I placed one of my flashes inside the suitcase. Because I wanted the light to spread as evenly as possible, I placed the flash inside a clear plastic tube (the ones you get when you buy 100 DVD-Rs together… I burn every RAW file I might ever need to get back to on DVD. Twice.) Since the lid would be closed, Canon’s ETTL triggerism functionality wouldn’t work here – it needs line of sight. A perfect opportunity for my new PocketWizard set then. The flash and the FlexTT5 fitted inside the tube easily. A stofen omnibounce-type diffuser spread the light out a bit more. The settings on this flash were 32mm at 1/2 power.

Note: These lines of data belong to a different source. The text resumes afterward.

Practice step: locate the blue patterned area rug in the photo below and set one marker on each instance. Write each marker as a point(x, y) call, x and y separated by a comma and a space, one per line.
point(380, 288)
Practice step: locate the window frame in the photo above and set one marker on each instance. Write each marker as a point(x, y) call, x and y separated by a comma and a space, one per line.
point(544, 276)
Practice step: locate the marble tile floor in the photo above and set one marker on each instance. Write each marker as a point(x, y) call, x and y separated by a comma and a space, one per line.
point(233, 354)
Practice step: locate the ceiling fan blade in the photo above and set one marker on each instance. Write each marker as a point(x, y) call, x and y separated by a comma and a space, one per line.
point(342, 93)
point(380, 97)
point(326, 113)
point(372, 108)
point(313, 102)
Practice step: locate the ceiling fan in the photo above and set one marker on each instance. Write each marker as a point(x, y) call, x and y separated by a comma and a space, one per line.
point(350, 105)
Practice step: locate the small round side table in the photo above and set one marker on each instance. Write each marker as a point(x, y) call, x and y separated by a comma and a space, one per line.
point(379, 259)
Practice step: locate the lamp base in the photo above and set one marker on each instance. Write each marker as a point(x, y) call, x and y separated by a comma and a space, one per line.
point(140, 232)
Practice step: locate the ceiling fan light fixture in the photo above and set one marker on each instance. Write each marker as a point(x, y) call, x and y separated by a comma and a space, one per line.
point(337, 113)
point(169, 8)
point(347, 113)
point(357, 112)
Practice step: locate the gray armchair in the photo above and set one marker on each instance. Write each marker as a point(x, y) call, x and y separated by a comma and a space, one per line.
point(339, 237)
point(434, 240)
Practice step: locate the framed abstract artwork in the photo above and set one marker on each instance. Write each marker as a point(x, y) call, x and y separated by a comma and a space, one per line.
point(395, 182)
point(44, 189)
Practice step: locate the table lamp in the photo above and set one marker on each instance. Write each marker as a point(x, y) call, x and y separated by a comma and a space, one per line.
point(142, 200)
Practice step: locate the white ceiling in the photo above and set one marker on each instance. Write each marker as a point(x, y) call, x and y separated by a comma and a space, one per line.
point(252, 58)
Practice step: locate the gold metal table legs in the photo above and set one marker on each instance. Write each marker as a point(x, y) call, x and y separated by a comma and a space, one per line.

The flash on the Manfrotto Nano 005B lightstand, which provides the light outside the suitcase is still triggered via Canon’s ETTL. It’s zoomed in to 100mm, at 1/2 +0,7 power. A full CTB (Color Temperature Blue) gives the light a blue cast that contrasts with the neutral light from the suitcase. To limit the area lit by this flash to a small surface, I added a DIY straw snoot to it. That way the beam behaves more like a spotlight.
I took one picture with just the suitcase, and another with the same settings (Canon 5DMkII, ISO100, f/9, 1/200) where my sister put her arm in from one side and out at the front again.
In Photoshop I layered the two photos over each other. Now all I had to do was mask Carmen out of the photo so that only her hand would remain visible.